09) YOUTH ISSUES TO RAISE ON MAY DAY

(The following article is from the May 1-15, 2009, issue of People's Voice, Canada's leading communist newspaper. Articles can be reprinted free if the source is credited. Subscription rates in Canada: $25/year, or $12 low income rate; for U.S. readers - $25 US per year; other overseas readers - $25 US or $35 CDN per year. Send to: People's Voice, c/o PV Business Manager, 133 Herkimer St., Unit 502, Hamilton, ON, L8P 2H3.)

By Johan Boyden, General Secretary of the Young Communist League of Canada

International workers day is a time to reflect on past struggles, and immediate battles. This May Day, for many young workers that translates as: "will I have a summer job?"

     Prospects look grim. There will be high competition from recently laid‑off workers. The majority of these workers are not able to collect Employment Insurance and are, frankly, desperate.

     "Small headline" stories tell the bigger picture here - like the announcement from Distress Centres of Toronto that calls to their lines have increased exponentially this year from people who've lost their jobs or are worrying about basic needs. Highly distressed or crisis calls including suicide calls have doubled.

     That's not to say the economic crisis hasn't already hit young workers. Among 15 to 24 year olds, unemployment jumped to the highest in eleven years, 14.8% in March. In Ontario it is 17%. Youth have experienced the fastest rate of decline among age groups, with 122,000 jobs lost since October.

     With residence fees, tuition, food, housing, car insurance and day care costs all going up, many are also asking: will I get enough hours this summer? What about teenagers, students, apprentices and others with little to no work experience?

     A few years ago, I wrote an article in People's Voice about the "big, fat, dangerous great Canadian summer job, where you work like a beaver, and get treated like a hoser." After speaking to a number of youth looking for work across the country, the conclusion was that you had to lie about your experience in order to just get an interview.

     With all this considered, I'm not surprised that the plight of industrial workers, who were supposedly making fat pay cheques, seems distant to new job hunters.

     Actually it isn't.
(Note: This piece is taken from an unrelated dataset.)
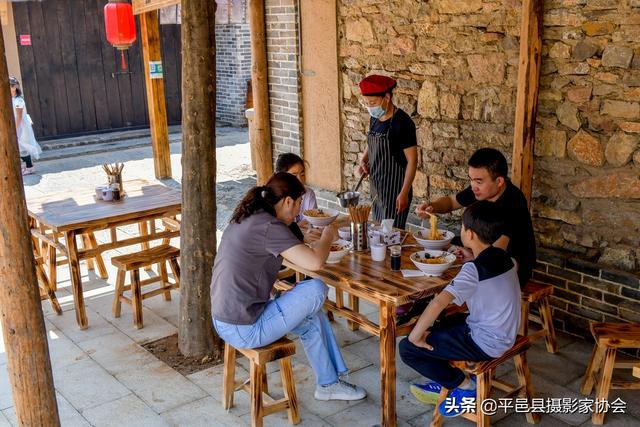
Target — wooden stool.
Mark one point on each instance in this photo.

A good example is the CAW Save Our Severance and pensions campaign. As Angelo DiCaro with the CAW youth told me, "If these big corporations don't live up to their pension obligations and the government doesn't provide back‑up, what will be left for young workers - if they can retire? Young workers are facing a very bleak future." And if one section of the working class resists concessions and makes gains, youth (and all workers) benefit.

     Over half of the jobs killed in March were in manufacturing, particularly auto and parts, metal and wood processing. Not one CEO has been asked to return a penny of the $3 billion slush‑fund Harper's budget created, but the government dares to demand workers and retirees return pension benefits and slash wages. Youth and students shouldn't fall for divide and rule: our stakes are on the same side of the table as the industrial workers, and diametrically opposed to the CEOs.

     Politicians are playing with fire on these issues. Back in March, Ontario's Premier publicly mused that, after granting corporations one of the lowest tax‑rates in North America, the province couldn't afford to raise the minimum wage. After mass public outcry, Dalton McGuinty did a one‑eighty.

     What else could we get them to turn around on?

     Full‑time minimum wage workers in Ontario still make $3000 below poverty line. And Ontario has the highest minimum wage in Canada, at $9.50, although if you are under 18, you get $0.55 less per hour than general minimum wage. Next year it will be $0.65 less. Huh?

     Visit endstudentminimumwagenow.ca, British Columbia (where the "entry level" minimum is $6 per hour!) now ties with New Brunswick and PEI for the lowest Canadian minimum wage. According to Canada Mortgage and Housing's most recent rental market report, renting a two‑bedroom apartment is $656 in Moncton NB, $660 in Charlottetown PEI, and $1,100 - almost twice as much - in Vancouver.

     For the record: on May 1st Saskatchewan's minimum wage creeps to $9.25, and Manitoba's inches up to $8.75. Newfoundland's reaches $9.00 on July 1, more than Alberta's at $8.80. Quebec's is $8.50, Yukon $8.58 and North West Territories $8.25. And in Trail, BC, Communist candidate Zach Crispin is demanding a living wage of $16 in the provincial election.

     I haven't even mentioned the injuries and deaths young workers sustain. Plus, as People's Voice reported last issue, the Public Service Alliance of Canada is challenging the federal government's definition of employee, forbidding summer students from joining a union. Talk about cheap labour!

     So if youth, employed or unemployed, needed another reason to join the growing fightback, this May Day the signs are loud and clear.